Web design and digital reference

Despite my best efforts to try to get regular postings here about chat, I'm finding myself more focussed in my library work lately on issues relating to web design. I am currently on a committee at my library to oversee the redesign of our library's web site. As you can see from my subscriptions to feeds in Bloglines, I'm paying a lot of attention these days to web design blogs. In fact, I follow nearly as many web design blogs as I do library blogs.

I've been thinking lately about how the topic of library web site design intersects with chat reference services. Here's some quick thoughts.

If your library is in a cooperative reference service, your library web site better be as up to date and informative as possible; if a librarian from another library in your cooperative is trying to help one of your patrons, that librarian has only your library web site (and maybe some cooperative documentation) to go on. You don't really have much of a right to complain about how your library's patrons are misinformed by coop librarians if your library web site is incomplete.

The link to the chat and e-mail service should be accessible from the home page. Our current library web site makes you click on the Ask a Librarian link just to get to a page where you then can click the chat button to get started. It would be ideal if that chat button and the e-mail button were available on the home page rather than on a separate page. From what I've been reading lately about the way most people navigate web sites, users typically click on a link on a home page that looks promising to them; if that link doesn't have what they want, then they click the back button (as opposed to the far more rare behavior of using the site's navigation to get to where they want to go). So if a patron clicks a link on your home page for "Reserves" thinking that the page will come up is going to allow them to place a hold on a book, that person will then click the back button to return to the home page, which is just where you'd want to have a prominent link to a live reference service that indicates, "Hey, we're here right now...we can help you...come on, click this link to chat with us now...really!"

If you've got a site with frames, redesign it...fast. One of the great things about digital reference is being able to send via e-mail or chat (on in a chat transcript) links to relevant web pages on your library site. If you've got a frame-based site, chances are those links will be to the navigational frame and not the specific page you really want the user to see. Our library site has got frames now; I can't wait to see them go.
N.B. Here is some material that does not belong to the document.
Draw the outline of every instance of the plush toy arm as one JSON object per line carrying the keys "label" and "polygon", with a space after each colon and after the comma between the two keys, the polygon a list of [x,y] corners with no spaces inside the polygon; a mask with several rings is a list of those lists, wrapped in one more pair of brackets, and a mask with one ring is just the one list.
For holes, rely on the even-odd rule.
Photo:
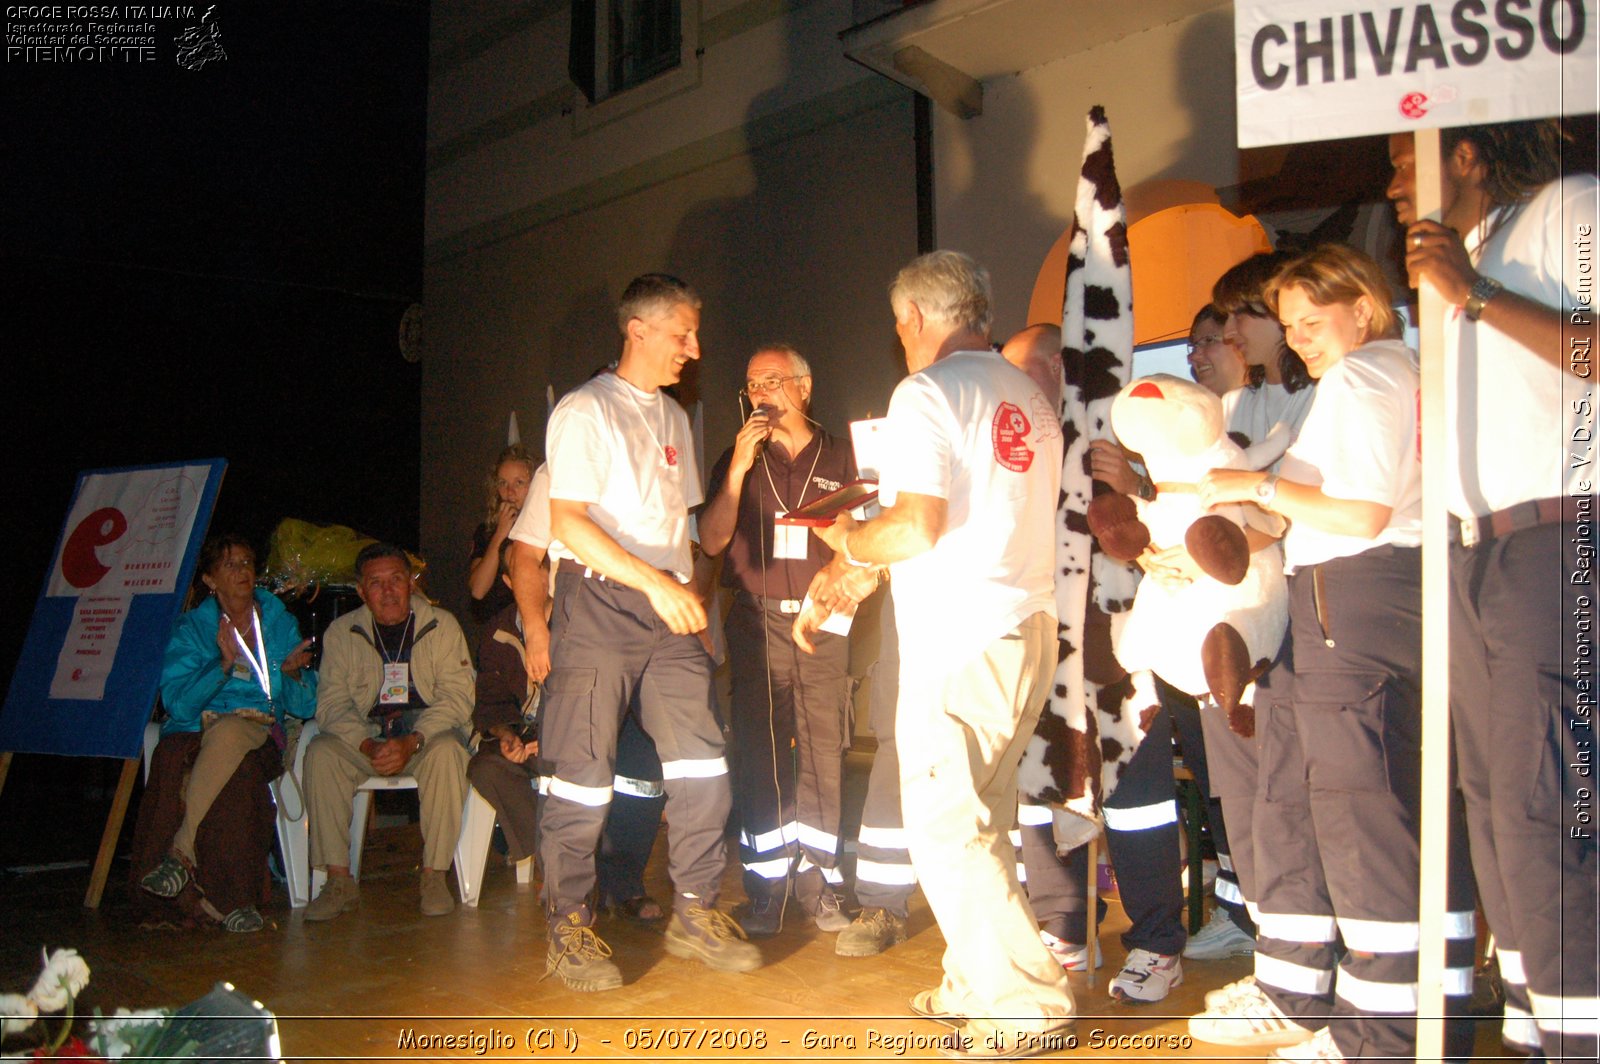
{"label": "plush toy arm", "polygon": [[1087,512],[1089,533],[1100,549],[1119,562],[1131,562],[1150,545],[1150,529],[1139,520],[1132,496],[1108,492],[1096,496]]}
You can learn a lot about the problems in the design of your library web site if you examine your chat transcripts and e-mail questions closely. There are, of course, many other ways to find out how your patrons are using or mis-using your library web site (surveys, focus groups, examine site statistics, etc.). But if you're already running a digital reference service, you've got evidence of where users haven't been able to figure things out for themselves.

It's great to have an icon or graphic for your chat service that jumps off the page and can't be missed by your users. As an example of a well-designed icon, see the Questions icon on the home page for the UCLA Library.